Discovered by senior Recognized Developer rovo89 at XDA Developers, credited for his work on the Xposed Framework, the two commits introduced a new tool called 'hiddenAPI'. The first commit modifies the access flags of all class members within the DEX file if they appear on the so-called 'grey or blacklist'. If so, the marked methods will be treated as internal APIs, and access to them will be restricted. The second commit, simply describes how the aforementioned lists work. According to the report, it prevents access to boot class methods and fields marked by the first commit we mentioned.
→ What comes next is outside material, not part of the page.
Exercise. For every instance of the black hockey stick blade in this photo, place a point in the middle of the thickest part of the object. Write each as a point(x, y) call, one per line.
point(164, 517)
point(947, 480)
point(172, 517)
This change will have a negative impact on apps on Android that use these hidden APIs, according to rovo89:
If these commits get merged, it would mean that apps can no longer use/access hidden APIs, that is classes, methods and fields which are annotated with @hide in AOSP and therefore not part of the official SDK. This wouldn’t be a problem for Xposed modules as I could easily revert those commits or allow modules to also access these APIs. But there are many apps which take advantage of hidden APIs, and those would fail in the future.
The reason this change is significant is quite simple. In the Android Software Development Kit (SDK), developers for the open-source operating system from Google gain access to a library of APIs that allow them to code specific functionality into their apps. However, sometimes a developer might need a specific set of tools, which Google kept hidden because they might not be ready. Although this is not recommended, several developers find them quite useful when building a specific feature set.
These APIs help some create stunning applications on Android, but can also be abused by those with nefarious plans. So it might not be so surprising to see Google actively working to limit access to them. Until the next version launches, it will be difficult to ascertain just how this change will affect the biggest apps for Android. It is, however, suggested that developers reconsider using these hidden APIs in future.